A built-in keylogger has been discovered on a host of HP laptops for the second time in 2017.

The hidden software was discovered by security blogger Michael Myng, who also goes by the handle ZwClose. According to Myng’s post, he found the keylogger in the keyboard driver when he was looking for more information on how the keyboards on certain models were backlit.

“The keylogger saved scan codes to a WPP trace. The logging was disabled by default but could be enabled by setting a registry value (UAC required),” Myng wrote in the post.

SEE: Information security incident reporting policy (Tech Pro Research)

After Myng initially noticed what looked like the format string for a keylogger, he began to dig deeper. However, without having an HP laptop of his own, he couldn’t look as deeply as he wanted to, the post said. So, he reached out to HP.

After messaging HP, the company replied to Myng and confirmed the keylogger, which he noted was actually a debug trace. A patch has since been released that removes the keylogger, but users must update their machines to get it.

HP has since launched a web page with all the relevant information for which laptop models are affected, including link to the update. The issue affects commercial notebooks, mobile thin clients, mobile workstations, and consumer laptops as well. HP users should check the list of affected devices on the web page to see if their model is listed.

Unfortunately, this isn’t the first time a keylogger has been found on HP laptops. Back in May 2017, a keylogger was found in an audio driver package present in many HP laptops, according to security firm ModZero.

While neither instance of the keylogger may have been malicious, the presence of such surveillance software could be detrimental to HP’s brand image among consumers. Personal privacy is a major concern among users, and any software that seems like it could potentially violate that privacy could drive users away.

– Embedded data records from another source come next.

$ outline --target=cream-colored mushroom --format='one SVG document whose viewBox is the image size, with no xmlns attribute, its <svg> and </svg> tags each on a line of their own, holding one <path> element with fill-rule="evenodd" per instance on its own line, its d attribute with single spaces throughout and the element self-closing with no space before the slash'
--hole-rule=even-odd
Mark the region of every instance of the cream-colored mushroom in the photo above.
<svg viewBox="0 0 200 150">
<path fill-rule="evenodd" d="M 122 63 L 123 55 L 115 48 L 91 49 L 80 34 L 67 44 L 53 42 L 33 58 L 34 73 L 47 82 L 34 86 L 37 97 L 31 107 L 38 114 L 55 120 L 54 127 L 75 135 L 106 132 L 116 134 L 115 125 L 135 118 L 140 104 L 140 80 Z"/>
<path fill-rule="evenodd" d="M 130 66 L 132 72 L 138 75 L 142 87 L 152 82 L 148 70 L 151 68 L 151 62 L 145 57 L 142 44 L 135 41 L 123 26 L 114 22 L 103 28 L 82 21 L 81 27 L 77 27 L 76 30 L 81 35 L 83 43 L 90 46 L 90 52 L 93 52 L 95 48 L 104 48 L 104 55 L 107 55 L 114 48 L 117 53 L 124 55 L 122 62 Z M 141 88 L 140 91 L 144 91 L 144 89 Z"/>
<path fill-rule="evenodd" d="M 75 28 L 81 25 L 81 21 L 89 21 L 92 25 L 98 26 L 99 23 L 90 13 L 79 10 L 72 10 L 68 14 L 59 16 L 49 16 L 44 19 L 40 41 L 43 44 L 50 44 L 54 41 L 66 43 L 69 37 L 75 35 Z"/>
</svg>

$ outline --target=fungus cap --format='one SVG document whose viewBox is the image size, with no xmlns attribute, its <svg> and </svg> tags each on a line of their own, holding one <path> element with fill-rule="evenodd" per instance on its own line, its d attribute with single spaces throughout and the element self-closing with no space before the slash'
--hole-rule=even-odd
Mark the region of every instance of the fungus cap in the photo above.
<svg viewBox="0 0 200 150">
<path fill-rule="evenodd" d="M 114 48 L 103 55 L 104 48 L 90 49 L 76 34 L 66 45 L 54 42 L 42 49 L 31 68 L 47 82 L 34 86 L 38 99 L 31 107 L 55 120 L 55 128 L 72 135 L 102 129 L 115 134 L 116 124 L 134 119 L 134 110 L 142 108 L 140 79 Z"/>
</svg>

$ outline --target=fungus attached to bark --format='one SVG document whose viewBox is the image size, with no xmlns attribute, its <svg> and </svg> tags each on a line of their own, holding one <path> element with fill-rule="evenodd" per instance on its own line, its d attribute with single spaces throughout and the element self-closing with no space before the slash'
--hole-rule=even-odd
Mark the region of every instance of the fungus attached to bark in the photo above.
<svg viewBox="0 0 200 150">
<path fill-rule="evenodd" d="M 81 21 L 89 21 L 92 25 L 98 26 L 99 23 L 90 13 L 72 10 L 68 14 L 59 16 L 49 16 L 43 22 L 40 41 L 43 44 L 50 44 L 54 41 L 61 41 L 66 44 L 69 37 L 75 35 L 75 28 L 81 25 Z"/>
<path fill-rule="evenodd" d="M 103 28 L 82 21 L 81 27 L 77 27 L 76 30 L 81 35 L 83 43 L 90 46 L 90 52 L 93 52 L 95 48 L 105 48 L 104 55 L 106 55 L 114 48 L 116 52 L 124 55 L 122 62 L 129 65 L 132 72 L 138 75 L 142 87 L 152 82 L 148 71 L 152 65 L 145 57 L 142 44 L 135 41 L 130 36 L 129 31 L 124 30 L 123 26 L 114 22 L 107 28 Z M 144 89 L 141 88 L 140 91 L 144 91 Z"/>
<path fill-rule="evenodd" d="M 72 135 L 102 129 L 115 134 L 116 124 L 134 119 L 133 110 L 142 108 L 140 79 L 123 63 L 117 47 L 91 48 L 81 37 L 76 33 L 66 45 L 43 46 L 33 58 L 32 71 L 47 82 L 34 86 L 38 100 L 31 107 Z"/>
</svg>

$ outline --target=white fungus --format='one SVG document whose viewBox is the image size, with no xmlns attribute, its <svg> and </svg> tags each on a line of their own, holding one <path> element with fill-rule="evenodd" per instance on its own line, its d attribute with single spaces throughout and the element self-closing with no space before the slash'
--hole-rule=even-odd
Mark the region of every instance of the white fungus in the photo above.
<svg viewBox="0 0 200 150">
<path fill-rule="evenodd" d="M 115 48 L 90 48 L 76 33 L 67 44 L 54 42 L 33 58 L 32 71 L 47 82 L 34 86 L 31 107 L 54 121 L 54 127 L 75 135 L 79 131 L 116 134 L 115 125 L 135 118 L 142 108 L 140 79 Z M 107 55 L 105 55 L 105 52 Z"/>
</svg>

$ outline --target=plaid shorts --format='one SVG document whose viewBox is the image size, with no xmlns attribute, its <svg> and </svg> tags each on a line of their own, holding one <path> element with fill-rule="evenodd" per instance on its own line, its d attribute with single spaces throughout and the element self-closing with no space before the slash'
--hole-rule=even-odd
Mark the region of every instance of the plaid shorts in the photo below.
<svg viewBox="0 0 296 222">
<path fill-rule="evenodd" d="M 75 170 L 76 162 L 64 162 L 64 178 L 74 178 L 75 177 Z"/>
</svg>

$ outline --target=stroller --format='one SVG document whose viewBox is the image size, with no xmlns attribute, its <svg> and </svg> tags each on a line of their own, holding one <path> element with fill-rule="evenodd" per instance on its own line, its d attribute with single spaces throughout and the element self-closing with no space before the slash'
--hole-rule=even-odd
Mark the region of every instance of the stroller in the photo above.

The 3 big takeaways for TechRepublic readers

  1. A built-in keylogger was found in a huge number of HP laptops by security blogger Michael Myng, also known as ZwClose.
  2. Found in the keyboard driver, the keylogger saved scan codes to a WPP trace, but it was disabled by default, Myng reported in his post.
  3. HP users should check the list of affected machines on HP’s web page for the keylogger, and follow the necessary steps to update their machine.